Les concertos pour piano de rachmaninov

La postérité des concertos de Rachmaninov tient presque autant à la mythologie entourant leur virtuosité démoniaque qu’à leur envoûtante expressivité romantique. Ces quatre œuvres composées à des périodes distinctes de la vie du compositeur nous font suivre son évolution artistique autant que sa biographie personnelle : une odyssée passionnante, et un corpus musical qui marque l’histoire de la musique. Si jouer un de ces concertos représente un marathon, en donner l’intégrale comme Mikhaïl Pletnev tient de l’Ironman !

Ses mains démesurées appelaient une carrière de virtuose. Associées à des capacités spectaculaires, elles font de Rachmaninov un pianiste hors du commun qui va pousser les limites de la difficulté technique dans des compositions écrites en premier lieu pour lui-même. Sa sensibilité exacerbée le fait parfois qualifier de « dernier grand romantique russe ». Certes, sa musique peut sembler tournée vers le passé, en ce temps où l’audace d’un Schoenberg défraie la chronique, mais Rachmaninov défend son caractère guidé par l’émotion avant tout, plutôt que par l’intellect pur. Tous ses concertos sont d’ailleurs écrits dans des tonalités mineures, plus volontiers dramatiques.
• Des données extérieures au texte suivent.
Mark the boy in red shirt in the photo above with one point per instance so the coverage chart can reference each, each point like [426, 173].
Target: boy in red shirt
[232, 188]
Quand il entame la composition de son premier concerto en 1889, Rachmaninov est encore étudiant au Conservatoire. Son numéro d’opus, 1, en fait la première pierre de son parcours de compositeur. Lors de la création, il a 18 ans, une technique pianistique déjà imparable et une grande confiance en lui. Peu lui importe que Vassili Safonov qui dirige la création du premier mouvement soit le directeur du Conservatoire de Moscou : il n’hésite pas à lui faire savoir ses insatisfactions pendant les répétitions. Rachmaninov remaniera cette œuvre en 1917, dans une version qui est celle la plus communément jouée aujourd’hui. Il gardera toujours une grande tendresse pour cette œuvre de jeunesse où l’influence des grands Russes comme Tchaïkovski se fait encore très nette.

L’échec de sa Symphonie n°1 en 1892 représente cependant une véritable douche froide pour le jeune homme de 24 ans. Rachmaninov s’écroule et abandonne la composition, victime d’une sévère dépression. Lorsqu’il s’en relève, la réussite est totale. Son Concerto n°2, créé à Moscou sous les doigts du compositeur, reste l’œuvre la plus célèbre du corpus. La partition réclame de la passion dès les premières mesures, où les violons et altos à l’unisson doivent répondre « con passione » à l’appel du piano. Le concerto tient son extrême popularité de l’émouvant dialogue des bois et du piano dans le deuxième mouvement, Adagio sostenuto.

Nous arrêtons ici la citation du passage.